3 guidelines to get started

The “hype” around the metaverse is relatively new, but its building blocks aren’t. At PwC, we’ve been developing and working with them for years. Now that these innovations have converged into the metaverse, we’ve invested in tested strategies by designing, executing and overseeing metaverse initiatives. 

Based on this experience, we’ve found that three guidelines can help a metaverse project not only deliver attractive ROI, but also can enhance trust and help strengthen your brand. 

  1. Start with outcomes. Don’t view your financial wellness offerings in the metaverse as an “experiment.” Instead, start by setting measurable business goals, such as for attracting new customers, deepening engagement with existing ones or growing revenue.
  2. Embed trust by design. It’s often critical for metaverse initiatives to enhance trust — not undermine it. Since the metaverse creates new kinds of risk, help reduce  them early: design trust from the start into your approach to metaverse data, transactions and experiences.
  3. Stay true to your purpose and brand. Continuously assess your financial wellness metaverse initiatives for a consistent brand message. Remember too that customers may trust your metaverse presence more if it’s guided by a corporate purpose that matches their values.

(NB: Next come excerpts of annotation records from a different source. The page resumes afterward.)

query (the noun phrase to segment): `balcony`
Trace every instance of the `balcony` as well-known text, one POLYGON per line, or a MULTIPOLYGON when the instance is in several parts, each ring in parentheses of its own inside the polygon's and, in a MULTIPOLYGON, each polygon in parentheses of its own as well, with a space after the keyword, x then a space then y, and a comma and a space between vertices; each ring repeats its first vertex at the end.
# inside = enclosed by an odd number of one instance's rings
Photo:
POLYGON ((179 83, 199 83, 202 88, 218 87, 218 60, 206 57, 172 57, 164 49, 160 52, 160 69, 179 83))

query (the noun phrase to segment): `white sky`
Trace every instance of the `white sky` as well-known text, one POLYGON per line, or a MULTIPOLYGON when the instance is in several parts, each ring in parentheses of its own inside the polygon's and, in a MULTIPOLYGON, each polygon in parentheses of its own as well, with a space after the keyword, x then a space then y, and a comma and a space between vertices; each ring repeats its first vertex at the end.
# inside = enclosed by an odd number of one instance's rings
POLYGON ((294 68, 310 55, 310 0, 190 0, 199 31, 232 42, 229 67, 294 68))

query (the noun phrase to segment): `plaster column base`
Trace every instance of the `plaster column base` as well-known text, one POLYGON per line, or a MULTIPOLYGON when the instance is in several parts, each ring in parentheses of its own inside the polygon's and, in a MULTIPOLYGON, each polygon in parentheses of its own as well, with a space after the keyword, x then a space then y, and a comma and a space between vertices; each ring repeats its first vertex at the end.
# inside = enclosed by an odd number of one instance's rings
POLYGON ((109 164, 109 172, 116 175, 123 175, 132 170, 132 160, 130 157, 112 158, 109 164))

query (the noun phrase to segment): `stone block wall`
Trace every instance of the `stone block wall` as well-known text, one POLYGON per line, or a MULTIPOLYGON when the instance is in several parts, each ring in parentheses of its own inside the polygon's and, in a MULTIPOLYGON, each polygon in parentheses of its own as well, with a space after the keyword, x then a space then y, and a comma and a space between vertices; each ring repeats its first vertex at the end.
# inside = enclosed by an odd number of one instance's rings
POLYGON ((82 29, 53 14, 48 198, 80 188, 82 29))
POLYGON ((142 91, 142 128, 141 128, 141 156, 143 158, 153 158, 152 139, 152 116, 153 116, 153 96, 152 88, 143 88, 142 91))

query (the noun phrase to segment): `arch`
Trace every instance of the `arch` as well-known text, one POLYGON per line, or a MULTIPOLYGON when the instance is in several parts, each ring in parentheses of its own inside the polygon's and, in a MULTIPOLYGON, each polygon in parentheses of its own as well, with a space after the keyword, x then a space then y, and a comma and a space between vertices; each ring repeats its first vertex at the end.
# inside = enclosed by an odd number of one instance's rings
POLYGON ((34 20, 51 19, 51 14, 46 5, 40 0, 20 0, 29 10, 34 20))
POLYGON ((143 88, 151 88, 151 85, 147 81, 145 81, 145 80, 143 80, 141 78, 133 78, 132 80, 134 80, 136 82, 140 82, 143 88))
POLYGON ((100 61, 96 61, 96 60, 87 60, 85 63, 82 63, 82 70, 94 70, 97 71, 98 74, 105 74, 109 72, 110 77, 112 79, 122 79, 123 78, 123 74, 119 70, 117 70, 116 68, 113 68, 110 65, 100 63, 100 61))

When to start? Consumers and your peers say: right now

If you’re still in wait-and-see mode with the metaverse, you may want to reconsider. In the PwC 2022 US Metaverse Survey, 82% of executives said they expect metaverse plans to be part of their business activities within three years. Half or more of consumers said that they’re interested in the metaverse for activities such as attending courses / training (52%) and discovering and interacting with new brands (50%). 

If you haven’t gotten started in the metaverse, or you’re only using it for internal processes like onboarding and upskilling, developing a financial wellness offering can be an opportunity to go further: start using the metaverse to help transform your relationship with existing clients and potentially gain new ones too.